Edited by Brett Buchanan
It’s gloomy out today. I’m currently in Columbus, Ohio for Rock on the Range this weekend. You were supposed to headline tonight with Soundgarden. I was given permission to photograph your performance in the pit for Alternative Nation.
Goodbyes are never easy, but as a fan of yours, this one is hitting especially hard.
I’m 21 years old. I was not around to see your career as a musician take off. I was not even a thought when the Seattle Grunge movement took a hold of rock and roll, gave it a dark spin, and threw it back out into the world. But I grew up with your music, thanks to my Dad.
I’ll never forget his words: “You gotta hear this guy’s voice, it’s incredible.”
Before I heard you, I didn’t think it was possible for someone to front three separate bands over their career, and on top of that, release several albums as a solo artist. How could someone be that universal?
Your voice sends chills to the spine. Your words stir the wheels of thought. Your melodies invent emotions most of us never even knew existed.
Your songs have gotten me, as well as many other people, through some of the darkest, as well as some of the best times in our lives. You touched more people than you can imagine. And now you’ve hurt us.
None of us know what you were going through, or what thoughts possessed your mind. We just saw an incredible, outstandingly talented man who loved his family and the world. We took in your music like a breath of fresh air without understanding what sentiments may have been the catalyst for those very lyrics. We forget that musicians like you are just human beings like us. You are people with a gift that most are not blessed with, and you choose to share it with the rest of the world. Your catharsis is our catharsis.
More than it hurts that I’ll never see Soundgarden again, or another Audioslave or Temple of the Dog reunion, it’s painful to know that you felt your suffering so severely that you felt unworthy of life – whether it was an ongoing matter, or even just a few moments. Someone who has inspired so many people and lifted them out of the deepest trenches of their minds, felt as though he wouldn’t be able to come out of his own.
I’ve always supported the notion that there is a fine line between genius and insanity. In my opinion, someone who is endowed enough to write the catalog of songs that you left us is a genius. And with that type of intellect and aptitude comes demons. We all have them. But some people just cannot battle theirs. It grows tiring, and getting out may seem like the only way to silence them. But just because we may never have experienced such dread ourselves, does not mean it cannot be burdening someone else.

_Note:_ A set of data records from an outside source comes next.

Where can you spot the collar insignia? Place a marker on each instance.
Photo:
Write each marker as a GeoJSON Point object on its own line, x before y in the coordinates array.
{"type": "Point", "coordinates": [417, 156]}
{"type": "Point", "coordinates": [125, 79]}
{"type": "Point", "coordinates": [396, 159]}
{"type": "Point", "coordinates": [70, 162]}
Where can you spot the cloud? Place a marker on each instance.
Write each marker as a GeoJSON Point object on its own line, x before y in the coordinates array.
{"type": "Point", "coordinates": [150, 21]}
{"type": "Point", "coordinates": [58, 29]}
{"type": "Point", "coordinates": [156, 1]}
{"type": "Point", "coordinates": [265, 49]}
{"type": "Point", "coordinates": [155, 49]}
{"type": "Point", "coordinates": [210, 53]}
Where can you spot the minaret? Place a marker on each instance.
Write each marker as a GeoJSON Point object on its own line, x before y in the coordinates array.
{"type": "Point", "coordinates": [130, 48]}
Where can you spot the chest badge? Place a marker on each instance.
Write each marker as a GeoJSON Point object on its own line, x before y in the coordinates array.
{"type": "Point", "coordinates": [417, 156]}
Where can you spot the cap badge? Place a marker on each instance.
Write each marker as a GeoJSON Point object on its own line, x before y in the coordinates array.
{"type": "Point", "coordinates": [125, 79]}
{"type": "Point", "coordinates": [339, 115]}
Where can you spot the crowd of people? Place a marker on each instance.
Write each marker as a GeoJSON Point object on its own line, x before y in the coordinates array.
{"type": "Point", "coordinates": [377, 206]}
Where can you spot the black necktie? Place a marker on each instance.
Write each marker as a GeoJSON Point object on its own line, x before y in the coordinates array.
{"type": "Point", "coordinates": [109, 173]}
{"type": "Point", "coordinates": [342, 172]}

We don’t know for sure whether or not this was the case with you, and we may never know. All we do know is that you’re gone.
So Chris, thank you. Thank you for what you’ve given the world of music. Thank you for devoting yourself to your fans and helping them get out of bed and conquer their next day. Thank you for being so invested in the world around you. I only hope that you have now attained the harmony your soul has been searching for.
Fans are all hurting together and sharing the same pain, but you will live on through us. Music is eternal. We’ll keep it blasting.
“I never wanted to write these words down for you. With the pages of phrases of things we’ll never do. So I blow out the candle, and I put you to bed. Since you can’t say to me now how the dogs broke your bone, there’s just one thing left to be said. Say hello to heaven.”
We love you, Chris, and we’ll miss you. My prayers go out to your family.